Did you know rent controls differ from province to province? This variance across Canada is a reason why I feel the Price to Rent Ratio, often cited by housing bears as proof of a Canadian housing bubble, is inaccurate at best. When there are government-imposed caps on rent increases in some provinces and not in others, while the resale market Canada-wide is bound only by supply/demand fundamentals, then of course the ratio will be skewed.
Alberta is one province that has no maximum limit as to how high a landlord can increase rent – but there are still guidelines that must be followed.
There are no controls on the amount of a rent increase, but it can only be increased if there has not been a rent increase within the previous 365 days or since the start of the tenancy, whichever is later.

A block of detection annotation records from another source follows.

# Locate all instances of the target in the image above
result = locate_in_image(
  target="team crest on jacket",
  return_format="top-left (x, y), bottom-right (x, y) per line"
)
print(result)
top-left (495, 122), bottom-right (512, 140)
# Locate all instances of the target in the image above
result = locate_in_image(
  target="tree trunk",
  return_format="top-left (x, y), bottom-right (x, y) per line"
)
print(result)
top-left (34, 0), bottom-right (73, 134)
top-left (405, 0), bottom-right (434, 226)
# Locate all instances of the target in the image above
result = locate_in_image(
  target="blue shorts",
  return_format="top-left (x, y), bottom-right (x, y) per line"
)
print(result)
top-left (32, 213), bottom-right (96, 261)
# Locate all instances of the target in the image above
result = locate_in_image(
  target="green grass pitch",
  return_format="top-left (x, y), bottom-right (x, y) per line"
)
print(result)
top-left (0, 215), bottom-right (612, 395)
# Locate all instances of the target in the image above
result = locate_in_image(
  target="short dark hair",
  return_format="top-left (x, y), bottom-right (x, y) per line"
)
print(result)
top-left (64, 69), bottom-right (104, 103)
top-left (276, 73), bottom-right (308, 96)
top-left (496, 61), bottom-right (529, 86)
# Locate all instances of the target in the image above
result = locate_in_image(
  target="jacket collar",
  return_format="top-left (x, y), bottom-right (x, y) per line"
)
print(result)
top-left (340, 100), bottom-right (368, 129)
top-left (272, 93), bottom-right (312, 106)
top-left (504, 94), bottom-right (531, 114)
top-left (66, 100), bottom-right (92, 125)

Before the rent can be increased the landlord must give written notice in advance. The specific timeframe is dependent on the term of the tenancy:
- weekly: 12 full tenancy weeks
- monthly: 3 full tenancy months
- any other periodic tenancy: 90 days
A notice of increase in rent must indicate the date on which the increase is to be effective and must be dated and signed by the landlord.
For mobile home sites, 180 days notice must be given by the landlord to raise the rent.
Below is a compilation of provincial fact sheets from the CMHC:
- Renting in Alberta
- Renting in British Columbia
- Renting in Manitoba
- Renting in New Brunswick
- Renting in Newfoundland and Labrador
- Renting in Northwest Territories
- Renting in Nova Scotia
- Renting in Nunavut
- Renting in Ontario
- Renting in Prince Edward Island
- Renting in Quebec
- Renting in Saskatchewan
- Renting in Yukon
- National (Canada-wide) Renting Information
Please note: landlord-tenant laws change from time to time in every province. This post and these linked guides are not intended to provide legal advice. If you require specific legal advice, contact your local rental authority or a lawyer.